She went and curled herself up on the window-seat in the small, deeply-recessed window.
That morning when she had looked out, her heart had danced at seeing the bright clear lights on the church tower, which foretold a fine and sunny day.
This evening—sixteen hours at most had past by—she sat down, too full of sorrow to cry, but with a dull cold pain, which seemed to have pressed the youth and buoyancy out of her heart, never to return.
Mr. Henry Lennox's visit—his offer—was like a dream, a thing beside her actual life.
The hard reality was, that her father had so admitted tempting doubts into his mind as to become a schismatic—an outcast; all the changes consequent upon this grouped themselves around that one great blighting fact.
She looked out upon the dark-gray lines of the church tower, square and straight in the centre of the view, cutting against the deep blue transparent depths beyond, into which she gazed, and felt that she might gaze for ever, seeing at every moment some farther distance, and yet no sign of God!
It seemed to her at the moment, as if the earth was more utterly desolate than if girt in by an iron dome, behind which there might be the ineffaceable peace and glory of the Almighty: those never-ending depths of space, in their still serenity, were more mocking to her than any material bounds could be—shutting in the cries of earth's sufferers, which now might ascend into that infinite splendour of vastness and be lost—lost for ever, before they reached His throne.
In this mood her father came in unheard.
The moonlight was strong enough to let him see his daughter in her unusual place and attitude.
He came to her and touched her shoulder before she was aware that he was there.
'Margaret, I heard you were up.
I could not help coming in to ask you to pray with me—to say the Lord's Prayer; that will do good to both of us.'
Mr. Hale and Margaret knelt by the window-seat—he looking up, she bowed down in humble shame.
God was there, close around them, hearing her father's whispered words.
Her father might be a heretic; but had not she, in her despairing doubts not five minutes before, shown herself a far more utter sceptic?
She spoke not a word, but stole to bed after her father had left her, like a child ashamed of its fault.
If the world was full of perplexing problems she would trust, and only ask to see the one step needful for the hour.

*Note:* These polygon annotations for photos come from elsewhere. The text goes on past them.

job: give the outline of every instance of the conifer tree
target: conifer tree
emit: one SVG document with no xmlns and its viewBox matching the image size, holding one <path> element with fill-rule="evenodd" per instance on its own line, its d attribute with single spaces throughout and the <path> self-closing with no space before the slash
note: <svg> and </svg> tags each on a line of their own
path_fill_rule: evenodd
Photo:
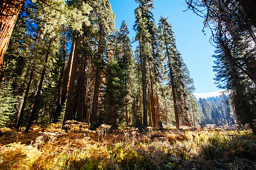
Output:
<svg viewBox="0 0 256 170">
<path fill-rule="evenodd" d="M 149 33 L 150 22 L 152 20 L 153 0 L 136 0 L 139 6 L 135 10 L 137 31 L 136 39 L 139 42 L 139 56 L 142 78 L 143 125 L 147 125 L 148 99 L 147 93 L 146 64 L 150 55 L 151 35 Z"/>
<path fill-rule="evenodd" d="M 0 71 L 16 20 L 24 2 L 24 0 L 0 2 Z"/>
<path fill-rule="evenodd" d="M 123 20 L 121 26 L 120 31 L 117 32 L 116 45 L 115 50 L 115 56 L 120 60 L 121 68 L 123 70 L 125 74 L 124 83 L 125 88 L 127 90 L 131 89 L 131 79 L 133 70 L 131 70 L 131 62 L 133 54 L 133 50 L 130 39 L 129 37 L 129 31 L 127 27 L 126 23 Z M 130 98 L 130 94 L 126 96 L 125 101 L 125 114 L 126 118 L 126 125 L 128 125 L 131 122 L 131 116 L 128 115 L 129 100 Z"/>
<path fill-rule="evenodd" d="M 168 23 L 167 18 L 161 17 L 159 20 L 159 29 L 161 31 L 161 36 L 163 42 L 163 48 L 165 55 L 168 59 L 169 67 L 169 75 L 172 87 L 172 94 L 174 100 L 174 112 L 175 114 L 176 127 L 179 128 L 179 116 L 177 112 L 177 103 L 176 99 L 177 88 L 179 84 L 175 83 L 175 80 L 179 80 L 178 76 L 181 72 L 180 67 L 177 64 L 179 54 L 177 52 L 174 33 L 171 25 Z M 175 74 L 176 74 L 175 75 Z M 176 78 L 176 76 L 177 76 Z"/>
<path fill-rule="evenodd" d="M 114 15 L 111 8 L 110 3 L 108 0 L 92 1 L 91 6 L 96 16 L 98 31 L 96 34 L 97 41 L 97 52 L 94 56 L 92 62 L 95 66 L 95 83 L 94 87 L 93 99 L 92 103 L 92 113 L 90 122 L 97 123 L 98 112 L 98 101 L 100 79 L 105 65 L 104 56 L 106 53 L 106 44 L 108 35 L 113 31 L 114 23 Z"/>
</svg>

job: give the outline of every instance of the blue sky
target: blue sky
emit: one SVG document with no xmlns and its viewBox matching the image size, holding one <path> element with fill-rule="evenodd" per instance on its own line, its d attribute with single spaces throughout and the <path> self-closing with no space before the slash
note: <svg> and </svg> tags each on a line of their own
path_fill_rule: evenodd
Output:
<svg viewBox="0 0 256 170">
<path fill-rule="evenodd" d="M 130 31 L 131 39 L 135 36 L 132 29 L 134 24 L 134 10 L 137 7 L 135 0 L 109 0 L 115 14 L 115 28 L 119 28 L 125 20 Z M 185 0 L 155 0 L 153 10 L 156 23 L 163 15 L 168 18 L 175 33 L 177 48 L 194 80 L 196 93 L 208 93 L 220 91 L 214 84 L 215 73 L 213 71 L 214 48 L 209 40 L 211 33 L 201 30 L 203 19 L 187 10 Z M 135 44 L 134 45 L 135 45 Z"/>
</svg>

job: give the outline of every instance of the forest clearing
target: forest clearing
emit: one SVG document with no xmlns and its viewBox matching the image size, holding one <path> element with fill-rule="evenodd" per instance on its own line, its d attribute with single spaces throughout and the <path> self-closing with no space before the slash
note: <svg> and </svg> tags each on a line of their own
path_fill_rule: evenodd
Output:
<svg viewBox="0 0 256 170">
<path fill-rule="evenodd" d="M 218 96 L 154 0 L 1 1 L 0 169 L 256 169 L 256 1 L 182 1 Z"/>
<path fill-rule="evenodd" d="M 255 169 L 256 137 L 246 126 L 90 130 L 71 121 L 27 133 L 3 129 L 1 169 Z"/>
</svg>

Mr. Lennox—his visit, his proposal—the remembrance of which had been so rudely pushed aside by the subsequent events of the day—haunted her dreams that night.
He was climbing up some tree of fabulous height to reach the branch whereon was slung her bonnet: he was falling, and she was struggling to save him, but held back by some invisible powerful hand.
He was dead.
And yet, with a shifting of the scene, she was once more in the Harley Street drawing-room, talking to him as of old, and still with a consciousness all the time that she had seen him killed by that terrible fall.
Miserable, unresting night!
Ill preparation for the coming day!
She awoke with a start, unrefreshed, and conscious of some reality worse even than her feverish dreams.
It all came back upon her; not merely the sorrow, but the terrible discord in the sorrow.
Where, to what distance apart, had her father wandered, led by doubts which were to her temptations of the Evil One?
She longed to ask, and yet would not have heard for all the world.
The fine Crisp morning made her mother feel particularly well and happy at breakfast-time.
She talked on, planning village kindnesses, unheeding the silence of her husband and the monosyllabic answers of Margaret.
Before the things were cleared away, Mr. Hale got up; he leaned one hand on the table, as if to support himself:
'I shall not be at home till evening.
I am going to Bracy Common, and will ask Farmer Dobson to give me something for dinner.
I shall be back to tea at seven.'
He did not look at either of them, but Margaret knew what he meant.
By seven the announcement must be made to her mother.
Mr. Hale would have delayed making it till half-past six, but Margaret was of different stuff.
She could not bear the impending weight on her mind all the day long:
better get the worst over; the day would be too short to comfort her mother.
But while she stood by the window, thinking how to begin, and waiting for the servant to have left the room, her mother had gone up-stairs to put on her things to go to the school.
She came down ready equipped, in a brisker mood than usual.
'Mother, come round the garden with me this morning; just one turn,' said Margaret, putting her arm round Mrs. Hale's waist.
They passed through the open window.
Mrs. Hale spoke—said something—Margaret could not tell what.
Her eye caught on a bee entering a deep-belled flower: when that bee flew forth with his spoil she would begin—that should be the sign.
Out he came.
'Mamma!
Papa is going to leave Helstone!' she blurted forth. 'He's going to leave the Church, and live in Milton-Northern.'
There were the three hard facts hardly spoken.
'What makes you say so?' asked Mrs. Hale, in a surprised incredulous voice. 'Who has been telling you such nonsense?'
'Papa himself,' said Margaret, longing to say something gentle and consoling, but literally not knowing how.